Last week I shared an uninvited look into a little bit of my process. I thought I'd share another now, this time looking into how I play with colour on my landscapes. Here's my drawing of Newhaven Harbour.
My landscapes take around 8-12 hours to draw. Natural shapes such as sky and sea take less time than buildings. (For example, this view of the three bridges over the Firth of Forth took forever because of the underside of the road bridge, which I thought I might never finish.)
Once the primary drawing is completed, using colours based on the original image, I then spend around another two hours testing other colour palettes on the drawing. Using Adobe Illustrator, they're applied like so.
Eventually, I'll end up with a selection of roughs that I will whittle down to the final chosen few.
These colour palettes come from many places. For the published examples I used on my Newhaven drawing, they are both by chance taken from vintage railway posters. The first one is taken from this art deco delight.
With some fiddling about on Adobe's online colour palette generator, I created this selection. (I make these colour palettes whenever inspiration hits and have them to hand for when I need them.)
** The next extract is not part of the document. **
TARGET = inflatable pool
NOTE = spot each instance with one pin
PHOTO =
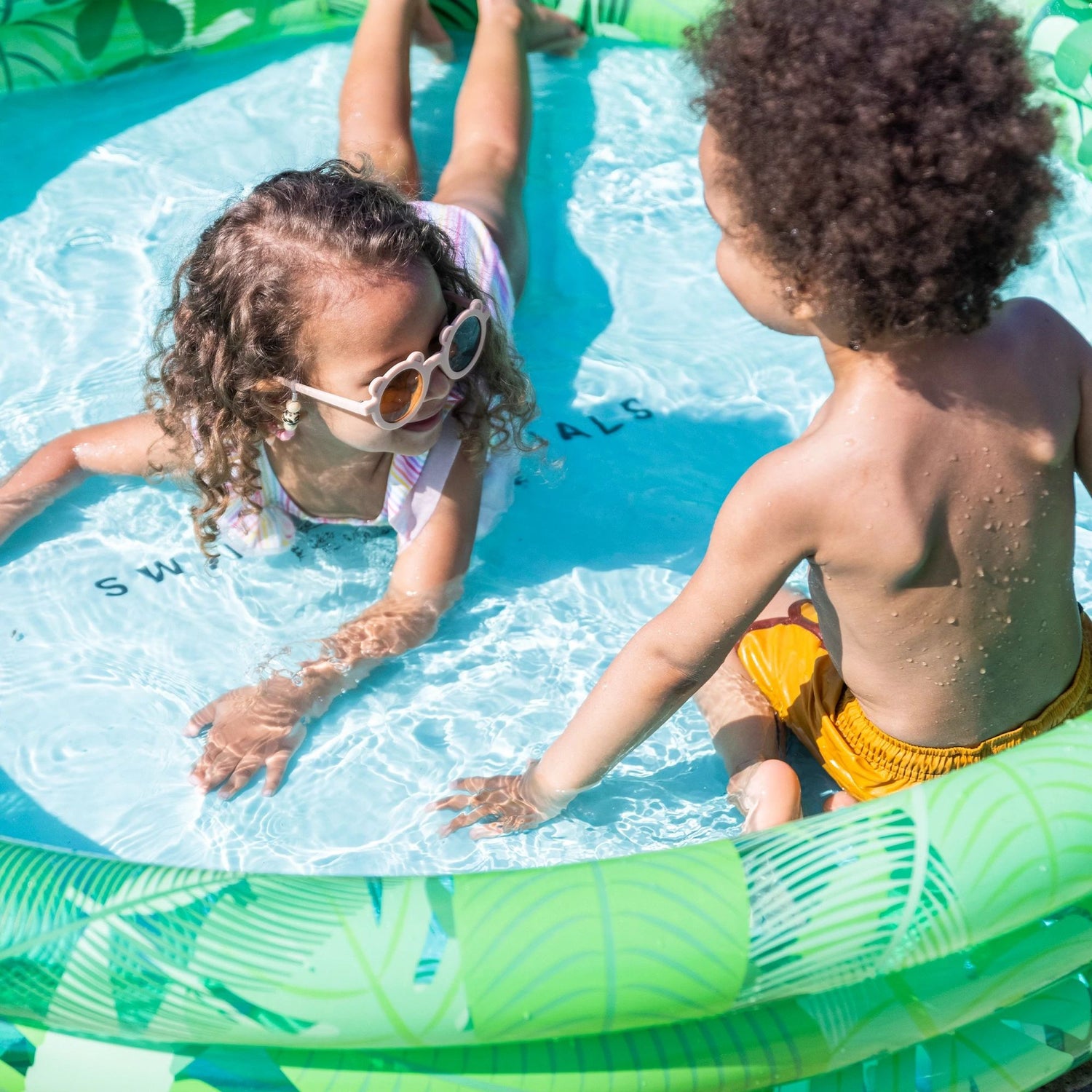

So my Newhaven Harbour drawing, when recoloured with my 'LMS Morecambe' palette, becomes this. I really like the intense turquoise contrasting with the subtle orange hits in the harbour, and all grounded with the warm grey band.
The next version comes from this LNER poster. (Read about Bennie's mad scheme here.
For this colour palette, however, I wanted to concentrate on the warmer tones, rather than those greens. It's a little less representative of the poster, however it fitted a space in my palette collection.
(Aside here. Using Adobe Color defaults, these other options were available.)
When I applied my custom 'LNER George Bennie' palette to the original this is what I created. The original, a cloudy near-sunset image becomes a warm and sunny seeming day.
…and that's a quick look through how I work with colours on my landscapes. It's one of the most enjoyable parts of the process, particularly seeing how different palettes can vastly change the feeling of a scene, as above.
I hope you've found this meander through a bit of my process interesting. Thanks for reading!